On Sat, Oct 1, 2011 at 11:05 AM, Christopher Dorner
<ch...@gmail.com> wrote:
> Hi again,
>
> i think i solved my issue.
>
> I simply use the byte offset of the row currently read by the Mapper as the
> timestamp for the Put. This is unique for my input file, which contains one
> triple for each row. So the timestamps are unique.
>
> Regards,
> Christopher
>
>
> Am 01.10.2011 13:19, schrieb Christopher Dorner:
>>
>> Hallo,
>>
>> I am reading a File containing RDF triples in a Map-job. the RDF triples
>> then are stored in a table, where columns can have lots of versions.
>> So i need to store many values for one rowKey in the same column.
>>
>> I made the observation, that reading the file is very fast and thus some
>> values are put into the table with the same timestamp and therefore
>> overriding an existing value.
>>
>> How can i avoid that? The timestamps are not necessary for later usage.
>>
>> Could i simply use some sort of custom counter?
>>
>> How would that work in fully distributed mode? I am working on
>> pseudo-distributed-mode for testing purpose right now.
>>
>> Thank You and Regards,
>> Christopher
>
>

Re: question about writing to columns with lots of versions in map task

Posted by Christopher Dorner <ch...@gmail.com>.
Hi again,

i think i solved my issue.

I simply use the byte offset of the row currently read by the Mapper as 
the timestamp for the Put. This is unique for my input file, which 
contains one triple for each row.
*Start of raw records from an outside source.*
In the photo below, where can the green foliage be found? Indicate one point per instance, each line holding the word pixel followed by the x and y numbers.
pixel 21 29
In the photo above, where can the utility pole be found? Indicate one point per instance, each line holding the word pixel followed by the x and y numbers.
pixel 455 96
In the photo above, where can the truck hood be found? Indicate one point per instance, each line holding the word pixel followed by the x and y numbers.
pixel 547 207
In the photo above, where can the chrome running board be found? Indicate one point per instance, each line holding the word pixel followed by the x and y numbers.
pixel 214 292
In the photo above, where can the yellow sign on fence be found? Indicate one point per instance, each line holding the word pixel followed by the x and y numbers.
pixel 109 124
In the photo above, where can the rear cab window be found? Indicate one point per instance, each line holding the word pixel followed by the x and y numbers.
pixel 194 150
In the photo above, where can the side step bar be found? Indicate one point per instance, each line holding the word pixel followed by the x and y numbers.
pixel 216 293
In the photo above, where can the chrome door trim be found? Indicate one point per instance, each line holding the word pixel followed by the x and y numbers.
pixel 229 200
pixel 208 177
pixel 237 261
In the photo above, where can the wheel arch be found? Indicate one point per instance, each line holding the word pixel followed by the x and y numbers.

So the timestamps are unique.

Regards,
Christopher


Am 01.10.2011 13:19, schrieb Christopher Dorner:
> Hallo,
>
> I am reading a File containing RDF triples in a Map-job. the RDF triples
> then are stored in a table, where columns can have lots of versions.
> So i need to store many values for one rowKey in the same column.
>
> I made the observation, that reading the file is very fast and thus some
> values are put into the table with the same timestamp and therefore
> overriding an existing value.
>
> How can i avoid that? The timestamps are not necessary for later usage.
>
> Could i simply use some sort of custom counter?
>
> How would that work in fully distributed mode? I am working on
> pseudo-distributed-mode for testing purpose right now.